It takes more than equipment

Written by Matt Stock on .

In the past two decades, precision agriculture has seen a massive influx of technology. And the progress is still rolling. Precision is an agricultural technology that, unlike genetics or chemistry, doesn’t take a dozen years to hit the next promise.

Most advances in precision ag equipment have focused on answering one of two questions: How do I increase efficiency by reducing waste, or how do I add to the convenience of the operator? In essence, products such as automatic section control on sprayers, spreaders and planters along with automatic steering have not necessarily aided our ability to increase production outright. But, by giving us options to select the right product, at the right rate, in the right place, at the right time, they have made field operations more efficient.

But what if you want to take the next step? Variable-rate fertilizer applicators have given us the ability to implement a right-product, right-place, right-rate fertility strategy and increase productivity, but that practice is not all that new. What if we had a piece of equipment that allowed us to select the right corn hybrid or soybean variety for different parts of each field?

I recently worked on MFA’s first dual-hybrid planter. It is rolling across fields this season changing from one seed variety to another based on data cataloged for zones throughout the field.

Multi-variety planting is not an enormous challenge when it comes to equipment. Our team mounted two meters with seed-delivery hoses coming from both bulk tanks, which deliver different hybrids. The meters are electrically driven, so there is no problem with chains.

The real challenge begins with identifying where to change hybrids and why. How do you identify hybrids to best fit different areas of the field? Finally, how do you determine a plant population that is appropriate for each zone and for the hybrid that fits that zone?

To anyone in MFA’s Nutri-Track program, this concept should sound familiar; tailoring the product and amount to the need of each acre, but with seed instead of fertilizer.
Selecting the right fertilizer and rate for each acre becomes simple math for a computer when compared to past yield history and soil-test levels. But, how do you determine the right seed and population for each unique soil type and yield environment?

From the MFA precision agriculture team’s perspective, making recommendations for multi- variety planting was a challenge in selecting the right data to get the best answers.

When I started looking at the fields to be planted this year, I was lost in the data. We had more than 10 years of yield data, Veris data, elevation data, soil-test data and most importantly, firsthand experience in these fields. That may sound like a lot of information but, in my opinion, you can never have too much data.

I worked on my theories and drew different zones within these fields trying to identify what was causing yield changes in each area. But, you can look at the data all day and never get the whole story. After talking to the farmer and MFA Crop-Trak consultant, we were able to identify what drives yield in each area and get a game plan together to address problems or take advantage of each acre.

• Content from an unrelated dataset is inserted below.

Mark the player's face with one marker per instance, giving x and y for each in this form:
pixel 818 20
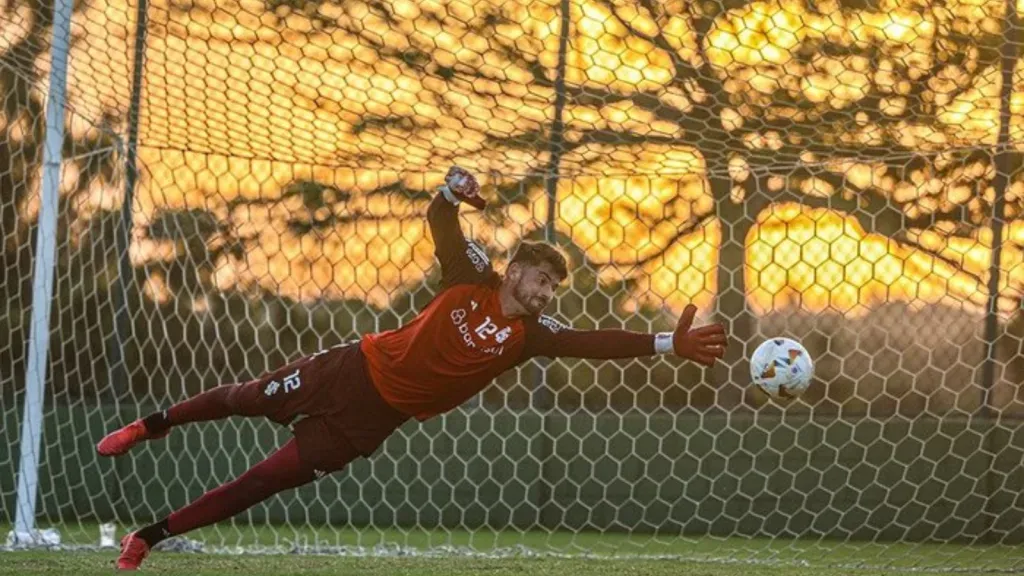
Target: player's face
pixel 535 287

At a basic level, data can tell us where to draw a line between two field zones that differ, but experience tells us why they are different and what characteristics to look for in the variety you need for that zone. I am not a seed expert, but by interpreting the data we had collected, I was able to help our seed specialist do a better job of selecting hybrids. Our options were expanded because we didn’t need a one-size-fits-all hybrid.

Making incremental increases in yield doesn’t have to be as complicated or expensive as setting up a multi-variety planter. Maybe you just want to change the population to account for soil and fertility variability. Or, maybe you just want to make sure you aren’t limiting yield based on fertility levels. Either way, it starts with collecting the data.

The future of precision agriculture is not just equipment. It’s data. More than that, it’s interpreting data to build the insight you need to make better management decisions.